Metrics Sources

“https://kubernetes.io/docs/tasks/debug/debug-cluster/resource-metrics-pipeline/”

A reference for where metrics come from in a Kubernetes cluster. The k8s metrics stack is layered; knowing the layers helps you figure out what’s missing when a metric is silent.

The layers

┌────────────────────────────────────────────┐
│  Application                               │  ← your app exposes /metrics
├────────────────────────────────────────────┤
│  Container / cAdvisor                      │  ← per-container resource use
├────────────────────────────────────────────┤
│  kubelet                                  │  ← aggregates, exposes via API
├────────────────────────────────────────────┤
│  metrics-server (or kube-state-metrics)    │  ← serves to k8s API
├────────────────────────────────────────────┤
│  Prometheus / Datadog / CloudWatch / etc.  │  ← long-term storage, dashboards
└────────────────────────────────────────────┘

1. cAdvisor (per-container)

Built into the kubelet. Collects CPU, memory, network, and filesystem usage for every container on the node. No setup.
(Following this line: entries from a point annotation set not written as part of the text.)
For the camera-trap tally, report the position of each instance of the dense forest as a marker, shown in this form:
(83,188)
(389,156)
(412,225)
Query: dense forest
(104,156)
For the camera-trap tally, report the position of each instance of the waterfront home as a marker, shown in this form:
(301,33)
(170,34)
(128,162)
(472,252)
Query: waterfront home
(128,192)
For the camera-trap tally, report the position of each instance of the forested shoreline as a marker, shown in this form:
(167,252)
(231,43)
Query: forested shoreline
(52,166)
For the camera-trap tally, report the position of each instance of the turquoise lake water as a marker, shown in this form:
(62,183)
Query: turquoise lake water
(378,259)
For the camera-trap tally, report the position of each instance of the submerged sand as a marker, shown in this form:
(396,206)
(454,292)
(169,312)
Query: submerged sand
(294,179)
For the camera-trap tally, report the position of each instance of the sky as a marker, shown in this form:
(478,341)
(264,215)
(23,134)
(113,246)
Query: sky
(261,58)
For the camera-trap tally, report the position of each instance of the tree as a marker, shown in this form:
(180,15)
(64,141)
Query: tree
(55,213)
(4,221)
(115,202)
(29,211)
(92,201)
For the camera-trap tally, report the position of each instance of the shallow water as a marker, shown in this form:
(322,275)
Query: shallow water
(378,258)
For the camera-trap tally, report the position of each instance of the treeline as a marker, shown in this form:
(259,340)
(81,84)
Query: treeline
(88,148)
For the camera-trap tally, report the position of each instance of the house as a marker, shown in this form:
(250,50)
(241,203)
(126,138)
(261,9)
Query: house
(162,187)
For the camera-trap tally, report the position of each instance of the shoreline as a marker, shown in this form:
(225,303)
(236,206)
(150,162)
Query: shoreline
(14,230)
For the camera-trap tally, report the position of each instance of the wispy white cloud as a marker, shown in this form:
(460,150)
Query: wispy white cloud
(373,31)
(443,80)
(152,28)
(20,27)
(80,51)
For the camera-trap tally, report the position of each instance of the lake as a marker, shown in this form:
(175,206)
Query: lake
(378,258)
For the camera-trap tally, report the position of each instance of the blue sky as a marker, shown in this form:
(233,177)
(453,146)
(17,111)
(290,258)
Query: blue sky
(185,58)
Exposed at https://<node>:10250/metrics/cadvisor (kubelet’s /metrics/cadvisor endpoint)
Auth: kubelet’s serving cert, requires nodes/metrics RBAC
Granularity: per-container, per-pod
Retention: in-memory, lost on kubelet restart

You don’t usually query cAdvisor directly — it’s the source that metrics-server aggregates from.

2. kubelet (node-level)

The kubelet exposes its own metrics on the same port:

https://<node>:10250/metrics — kubelet’s view: restarts, operation latency, Pod lifecycle stats
Includes kubelet_running_pods, kubelet_pleg_relist_interval_seconds, etc.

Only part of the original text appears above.